Paul-Loup Sulitzer, le romancier des années fric

« Money, et la suite de mes romans, visaient justement à décomplexer l’argent sans en faire un dieu, à vanter la liberté d’entreprendre. J’en avais assez de la dictature de l’intelligentsia vis-à-vis de la réussite financière. Je voulais parler de façon moderne du capitalisme, être un Balzac qui témoignait de son temps. » En signant en 1980 le best-seller MoneyPaul-Loup Sulitzer a marqué de sa plume ce qu’on a appelé les « années fric », c’est-à-dire la décennie 1980, avec le retour en grâce de la finance et de l’économie dans les médias. Et l’apparition des « pages saumon », la couleur du Financial Times, qui ont fait flores dans la presse. Les petits porteurs et la « veuve de Carpentras » se ruant pour leur part sur les actions des entreprises nouvellement privatisées. Les moins jeunes s’en souviennent : ils étaient des millions à regarder l’émission de télé « Vive la crise ! », animée par un Yves Montand transfiguré, vantant les délices du capitalisme.
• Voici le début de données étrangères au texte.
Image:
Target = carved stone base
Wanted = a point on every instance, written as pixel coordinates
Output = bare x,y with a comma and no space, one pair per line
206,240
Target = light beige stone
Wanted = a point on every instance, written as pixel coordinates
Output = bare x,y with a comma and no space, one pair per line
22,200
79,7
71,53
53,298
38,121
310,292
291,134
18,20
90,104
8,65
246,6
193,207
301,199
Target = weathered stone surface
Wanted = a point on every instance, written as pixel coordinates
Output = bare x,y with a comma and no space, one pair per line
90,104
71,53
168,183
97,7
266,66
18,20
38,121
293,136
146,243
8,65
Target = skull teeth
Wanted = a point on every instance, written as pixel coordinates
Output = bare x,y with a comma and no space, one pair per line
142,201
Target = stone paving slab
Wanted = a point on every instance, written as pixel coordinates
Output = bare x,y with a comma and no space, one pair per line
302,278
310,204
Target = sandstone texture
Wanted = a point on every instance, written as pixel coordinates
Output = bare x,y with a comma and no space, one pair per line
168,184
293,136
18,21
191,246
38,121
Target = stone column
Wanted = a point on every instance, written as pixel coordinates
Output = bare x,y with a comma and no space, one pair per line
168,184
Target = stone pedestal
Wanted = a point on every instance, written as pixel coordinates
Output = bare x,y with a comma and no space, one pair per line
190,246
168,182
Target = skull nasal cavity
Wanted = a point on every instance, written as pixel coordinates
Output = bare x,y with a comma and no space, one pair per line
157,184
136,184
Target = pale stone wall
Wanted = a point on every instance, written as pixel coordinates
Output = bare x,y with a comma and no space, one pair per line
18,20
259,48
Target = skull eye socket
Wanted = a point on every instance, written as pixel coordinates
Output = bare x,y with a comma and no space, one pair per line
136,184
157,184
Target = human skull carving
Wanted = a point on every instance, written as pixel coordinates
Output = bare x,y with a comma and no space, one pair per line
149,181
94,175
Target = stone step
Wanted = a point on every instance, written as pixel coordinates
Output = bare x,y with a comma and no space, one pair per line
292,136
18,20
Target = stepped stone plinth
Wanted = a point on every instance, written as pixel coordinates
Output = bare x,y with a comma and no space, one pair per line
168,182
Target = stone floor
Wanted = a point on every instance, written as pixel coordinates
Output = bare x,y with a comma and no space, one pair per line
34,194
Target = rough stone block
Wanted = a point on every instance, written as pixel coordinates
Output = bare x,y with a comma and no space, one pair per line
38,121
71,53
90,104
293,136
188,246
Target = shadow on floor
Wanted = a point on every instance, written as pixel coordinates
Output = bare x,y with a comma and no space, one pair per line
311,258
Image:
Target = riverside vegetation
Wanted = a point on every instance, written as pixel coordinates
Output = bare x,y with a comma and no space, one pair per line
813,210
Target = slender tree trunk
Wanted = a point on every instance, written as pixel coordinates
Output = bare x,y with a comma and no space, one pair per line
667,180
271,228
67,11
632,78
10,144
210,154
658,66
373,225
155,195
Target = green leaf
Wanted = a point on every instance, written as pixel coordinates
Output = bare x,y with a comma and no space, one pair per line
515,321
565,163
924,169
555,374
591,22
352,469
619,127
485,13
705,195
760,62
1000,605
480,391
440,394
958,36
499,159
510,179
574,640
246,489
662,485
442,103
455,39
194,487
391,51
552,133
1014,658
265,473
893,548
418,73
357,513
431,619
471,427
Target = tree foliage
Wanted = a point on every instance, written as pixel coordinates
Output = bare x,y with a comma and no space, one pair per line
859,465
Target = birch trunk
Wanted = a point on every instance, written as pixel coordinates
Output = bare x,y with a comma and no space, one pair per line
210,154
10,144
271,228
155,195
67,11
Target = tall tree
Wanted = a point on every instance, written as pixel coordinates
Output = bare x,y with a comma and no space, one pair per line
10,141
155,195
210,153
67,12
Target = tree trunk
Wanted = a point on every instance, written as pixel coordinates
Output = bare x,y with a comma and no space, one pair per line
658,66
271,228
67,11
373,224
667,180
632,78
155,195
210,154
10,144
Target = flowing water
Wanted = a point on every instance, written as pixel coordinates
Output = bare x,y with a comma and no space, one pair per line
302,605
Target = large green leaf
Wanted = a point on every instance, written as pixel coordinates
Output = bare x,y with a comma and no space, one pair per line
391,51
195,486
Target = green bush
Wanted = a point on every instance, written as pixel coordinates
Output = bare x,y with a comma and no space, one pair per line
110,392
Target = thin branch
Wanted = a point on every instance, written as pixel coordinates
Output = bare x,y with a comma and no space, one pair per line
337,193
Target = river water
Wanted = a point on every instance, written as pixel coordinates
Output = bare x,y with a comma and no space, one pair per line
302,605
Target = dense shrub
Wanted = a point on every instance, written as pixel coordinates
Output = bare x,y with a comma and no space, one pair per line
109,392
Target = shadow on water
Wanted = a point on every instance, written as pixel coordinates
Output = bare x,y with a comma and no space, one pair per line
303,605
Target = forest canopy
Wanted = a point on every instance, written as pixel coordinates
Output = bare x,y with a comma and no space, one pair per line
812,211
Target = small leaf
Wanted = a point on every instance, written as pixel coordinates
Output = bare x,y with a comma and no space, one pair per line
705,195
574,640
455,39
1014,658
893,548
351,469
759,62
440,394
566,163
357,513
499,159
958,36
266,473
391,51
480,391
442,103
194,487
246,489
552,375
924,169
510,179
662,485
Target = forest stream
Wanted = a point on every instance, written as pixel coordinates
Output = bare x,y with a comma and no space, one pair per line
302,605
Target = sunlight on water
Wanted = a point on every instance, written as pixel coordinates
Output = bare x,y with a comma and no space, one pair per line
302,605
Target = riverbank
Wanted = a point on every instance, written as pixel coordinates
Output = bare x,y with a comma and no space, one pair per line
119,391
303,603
Les autres titres de Sulitzer ont illustré la même formule gagnante que Money, celle du « western financier » : Cash ! Fortune, Le Roi vert, romans traduits dans une quarantaine de langues, vendus à 60 millions d’exemplaires, disponibles en librairie, dans les gares et les supermarchés.

Sulitzer, qui s’avouait « l’écrivain du pognon » et le « romancier économique » nous a quittés à 79 ans ce jeudi 6 février, des suites d’un AVC, sur l’île Maurice où il s’était retiré. Le siècle a changé et le remake de son premier succès triomphal, Money 2, son avant-dernier roman, publié en 2009, n’a attiré qu’un petit millier de lecteurs. On était loin du temps, c’était le début des années 1990, où Alain Souchon l’évoquait dans un couplet de « Foule sentimentale », aux côtés du top model Claudia Schiffer. Ce que la chanson ne dit pas, en revanche, c’est que les livres de Sulitzer ont été écrits avec la collaboration du scénariste et écrivain Loup Durand, mettant au goût du jour et avec la puissance de feu d’un marketing agressif, une formule bien rodée jadis par Alexandre Dumas, puis par Maurice Druon et son « atelier ». Formule, connue sous le nom de « système Sulizter-Durand » que Bernard Pivot dévoilera malicieusement en 1987, sur le plateau d’« Apostrophes ».

« La grande aventure c’est la vie des financiers partis de rien, les Marco-Polos du XXe siècle pour qui l’argent n’est qu’un jeu, et dont le seul talent est de savoir gagner, risquer, de reculer les limites de l’impossible. »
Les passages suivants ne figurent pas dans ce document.